Briese ve a los niños como un área especial de preocupación aquí, ya que pasan sus días en la escuela rodeados de muchos otros niños y, en general, tienen amplios contactos sociales. Incluso si no hay un caso conocido de COVID-19 en el círculo social de un niño, existe el riesgo de transmisión, especialmente durante un aumento repentino. “Tal vez tenga sentido evaluar a los niños de manera más regular”, dice.

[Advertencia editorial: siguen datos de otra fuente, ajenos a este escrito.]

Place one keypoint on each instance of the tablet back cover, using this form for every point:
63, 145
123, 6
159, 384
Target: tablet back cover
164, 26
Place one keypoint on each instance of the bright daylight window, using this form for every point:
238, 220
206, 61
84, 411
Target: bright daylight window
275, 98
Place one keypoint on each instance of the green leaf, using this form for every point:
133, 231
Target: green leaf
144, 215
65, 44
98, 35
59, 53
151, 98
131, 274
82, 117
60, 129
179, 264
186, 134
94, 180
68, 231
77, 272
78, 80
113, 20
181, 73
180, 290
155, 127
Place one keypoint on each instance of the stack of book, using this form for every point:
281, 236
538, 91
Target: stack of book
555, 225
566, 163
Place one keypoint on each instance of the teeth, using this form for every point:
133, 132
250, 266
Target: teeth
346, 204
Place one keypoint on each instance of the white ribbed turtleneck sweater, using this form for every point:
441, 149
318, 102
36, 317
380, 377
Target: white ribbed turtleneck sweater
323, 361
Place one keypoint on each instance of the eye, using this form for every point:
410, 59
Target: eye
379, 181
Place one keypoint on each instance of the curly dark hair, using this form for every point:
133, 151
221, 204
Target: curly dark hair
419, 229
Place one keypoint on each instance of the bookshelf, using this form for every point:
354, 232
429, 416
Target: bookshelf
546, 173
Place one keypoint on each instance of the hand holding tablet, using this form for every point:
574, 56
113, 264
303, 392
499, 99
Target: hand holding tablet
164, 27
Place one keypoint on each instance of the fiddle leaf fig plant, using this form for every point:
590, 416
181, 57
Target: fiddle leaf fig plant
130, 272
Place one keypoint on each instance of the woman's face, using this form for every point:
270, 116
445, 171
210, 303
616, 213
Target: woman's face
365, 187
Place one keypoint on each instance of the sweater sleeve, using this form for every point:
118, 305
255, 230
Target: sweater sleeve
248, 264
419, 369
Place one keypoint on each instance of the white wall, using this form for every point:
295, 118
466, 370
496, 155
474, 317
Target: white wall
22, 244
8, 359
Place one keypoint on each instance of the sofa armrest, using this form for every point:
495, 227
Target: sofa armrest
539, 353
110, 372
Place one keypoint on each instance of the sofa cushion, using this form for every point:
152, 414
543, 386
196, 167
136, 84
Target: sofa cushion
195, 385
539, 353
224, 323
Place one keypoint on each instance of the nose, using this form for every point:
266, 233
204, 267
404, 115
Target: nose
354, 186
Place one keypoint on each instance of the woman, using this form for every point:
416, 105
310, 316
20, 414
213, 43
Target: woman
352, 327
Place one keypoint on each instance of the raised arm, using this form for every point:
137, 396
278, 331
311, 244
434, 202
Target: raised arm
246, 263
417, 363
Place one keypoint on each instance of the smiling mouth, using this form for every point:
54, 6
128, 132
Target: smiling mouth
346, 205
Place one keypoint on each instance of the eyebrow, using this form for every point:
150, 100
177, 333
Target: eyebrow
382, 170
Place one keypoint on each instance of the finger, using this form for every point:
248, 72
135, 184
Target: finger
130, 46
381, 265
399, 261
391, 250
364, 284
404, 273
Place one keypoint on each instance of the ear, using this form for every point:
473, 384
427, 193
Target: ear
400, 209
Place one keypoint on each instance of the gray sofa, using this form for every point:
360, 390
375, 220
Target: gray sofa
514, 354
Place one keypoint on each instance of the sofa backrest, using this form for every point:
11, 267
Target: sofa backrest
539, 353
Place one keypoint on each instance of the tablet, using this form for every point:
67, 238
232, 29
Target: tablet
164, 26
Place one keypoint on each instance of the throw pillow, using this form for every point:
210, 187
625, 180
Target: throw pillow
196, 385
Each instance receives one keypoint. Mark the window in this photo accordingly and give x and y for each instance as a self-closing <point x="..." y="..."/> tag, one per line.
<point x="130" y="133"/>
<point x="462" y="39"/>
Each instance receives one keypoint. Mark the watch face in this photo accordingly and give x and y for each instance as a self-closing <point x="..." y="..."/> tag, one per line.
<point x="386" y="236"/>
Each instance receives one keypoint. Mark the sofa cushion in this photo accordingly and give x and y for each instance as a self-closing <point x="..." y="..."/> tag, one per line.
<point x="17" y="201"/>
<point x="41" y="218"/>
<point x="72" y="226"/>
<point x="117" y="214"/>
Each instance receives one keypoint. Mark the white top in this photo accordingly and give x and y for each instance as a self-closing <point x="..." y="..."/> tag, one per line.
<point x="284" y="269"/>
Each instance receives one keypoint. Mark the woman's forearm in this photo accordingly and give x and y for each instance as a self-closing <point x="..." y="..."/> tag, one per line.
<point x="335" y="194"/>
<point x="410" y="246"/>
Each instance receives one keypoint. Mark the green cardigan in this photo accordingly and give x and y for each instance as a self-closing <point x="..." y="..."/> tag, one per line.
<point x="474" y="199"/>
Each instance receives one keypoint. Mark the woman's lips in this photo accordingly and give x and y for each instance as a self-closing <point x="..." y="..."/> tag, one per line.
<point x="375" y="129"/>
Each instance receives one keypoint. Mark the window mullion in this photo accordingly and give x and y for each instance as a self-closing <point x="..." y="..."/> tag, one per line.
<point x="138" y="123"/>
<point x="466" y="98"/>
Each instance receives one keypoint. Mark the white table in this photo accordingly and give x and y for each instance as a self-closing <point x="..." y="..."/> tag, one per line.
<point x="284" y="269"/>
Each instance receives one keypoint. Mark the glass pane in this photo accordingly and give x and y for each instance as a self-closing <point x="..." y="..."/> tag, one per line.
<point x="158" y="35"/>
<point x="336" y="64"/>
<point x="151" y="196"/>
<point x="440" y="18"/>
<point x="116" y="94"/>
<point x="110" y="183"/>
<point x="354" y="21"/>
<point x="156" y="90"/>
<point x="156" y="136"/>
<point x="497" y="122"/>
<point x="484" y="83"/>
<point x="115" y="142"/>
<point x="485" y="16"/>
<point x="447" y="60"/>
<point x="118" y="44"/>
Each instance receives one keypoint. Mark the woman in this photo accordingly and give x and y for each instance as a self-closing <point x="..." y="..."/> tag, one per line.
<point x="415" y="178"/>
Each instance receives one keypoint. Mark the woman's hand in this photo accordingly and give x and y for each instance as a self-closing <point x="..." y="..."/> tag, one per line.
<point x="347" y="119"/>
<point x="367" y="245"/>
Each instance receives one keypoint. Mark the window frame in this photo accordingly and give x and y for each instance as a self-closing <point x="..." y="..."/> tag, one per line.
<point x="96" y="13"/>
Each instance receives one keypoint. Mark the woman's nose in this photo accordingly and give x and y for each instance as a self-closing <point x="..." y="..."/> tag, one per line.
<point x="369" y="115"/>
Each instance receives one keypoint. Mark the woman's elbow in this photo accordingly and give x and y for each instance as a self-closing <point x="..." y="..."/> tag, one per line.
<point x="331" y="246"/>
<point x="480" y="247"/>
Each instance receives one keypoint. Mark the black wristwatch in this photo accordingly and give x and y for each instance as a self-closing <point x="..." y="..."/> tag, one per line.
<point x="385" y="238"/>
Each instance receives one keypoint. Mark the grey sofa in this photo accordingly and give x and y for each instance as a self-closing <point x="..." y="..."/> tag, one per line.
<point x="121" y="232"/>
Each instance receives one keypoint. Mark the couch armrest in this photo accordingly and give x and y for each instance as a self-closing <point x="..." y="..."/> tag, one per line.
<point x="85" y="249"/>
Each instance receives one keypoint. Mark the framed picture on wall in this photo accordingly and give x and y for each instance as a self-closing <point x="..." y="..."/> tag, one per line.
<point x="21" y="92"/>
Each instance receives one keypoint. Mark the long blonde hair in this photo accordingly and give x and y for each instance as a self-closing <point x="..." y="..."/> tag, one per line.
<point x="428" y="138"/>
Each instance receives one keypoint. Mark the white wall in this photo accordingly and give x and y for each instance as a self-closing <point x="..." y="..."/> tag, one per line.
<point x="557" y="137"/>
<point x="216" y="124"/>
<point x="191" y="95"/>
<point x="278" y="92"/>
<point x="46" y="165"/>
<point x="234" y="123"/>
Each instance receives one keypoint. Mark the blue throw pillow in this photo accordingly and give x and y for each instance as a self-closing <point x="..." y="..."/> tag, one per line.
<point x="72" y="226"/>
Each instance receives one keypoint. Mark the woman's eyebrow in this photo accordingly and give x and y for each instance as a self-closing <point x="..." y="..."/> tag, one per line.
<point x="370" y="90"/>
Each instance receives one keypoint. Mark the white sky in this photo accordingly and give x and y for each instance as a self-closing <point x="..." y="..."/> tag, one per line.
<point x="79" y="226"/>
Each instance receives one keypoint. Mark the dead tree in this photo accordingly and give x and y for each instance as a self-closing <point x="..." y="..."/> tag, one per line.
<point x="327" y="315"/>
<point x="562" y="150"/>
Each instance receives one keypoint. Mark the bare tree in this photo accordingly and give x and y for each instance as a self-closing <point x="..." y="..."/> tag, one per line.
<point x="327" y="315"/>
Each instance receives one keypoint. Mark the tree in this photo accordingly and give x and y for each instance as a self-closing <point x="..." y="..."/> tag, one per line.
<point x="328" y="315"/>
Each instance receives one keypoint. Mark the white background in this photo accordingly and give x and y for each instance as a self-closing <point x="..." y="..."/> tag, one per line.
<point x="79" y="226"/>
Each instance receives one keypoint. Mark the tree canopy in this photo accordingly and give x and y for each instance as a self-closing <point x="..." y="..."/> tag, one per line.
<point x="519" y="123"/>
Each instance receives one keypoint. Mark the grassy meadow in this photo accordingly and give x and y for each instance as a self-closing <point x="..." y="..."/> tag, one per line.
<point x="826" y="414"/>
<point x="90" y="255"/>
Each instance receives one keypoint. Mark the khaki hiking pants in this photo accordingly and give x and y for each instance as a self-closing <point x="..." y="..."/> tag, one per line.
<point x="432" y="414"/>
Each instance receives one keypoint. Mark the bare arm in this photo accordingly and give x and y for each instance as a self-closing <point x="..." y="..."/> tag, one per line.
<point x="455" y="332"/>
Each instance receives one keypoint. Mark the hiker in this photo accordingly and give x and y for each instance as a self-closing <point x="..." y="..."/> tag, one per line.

Dicho esto, si tiene un número limitado de pruebas, no necesariamente debe realizar la prueba inmediatamente después de una exposición conocida o sospechada a alguien que está infectado. “Si acabas de estar expuesto, ni siquiera te molestes en hacerte la prueba durante dos días”, dice Mina. “Espere al menos ese tiempo, pero a menudo hay que esperar tres días, si no cuatro, después de la exposición. [to get an accurate result] porque el virus tiene que tener la oportunidad de volverse detectable”.

En última instancia, los expertos están de acuerdo, las pruebas son una decisión personal y las personas deben encontrar su propio nivel de comodidad y tolerancia al riesgo. Sin embargo, para todos, los objetivos deben seguir siendo los mismos: evitar contraer el virus y transmitirlo a otros. Usar cubrebocas y mantenerse al día con las vacunas son elementos clave en esa caja de herramientas anti-COVID-19. Las pruebas rápidas también deberían ser una.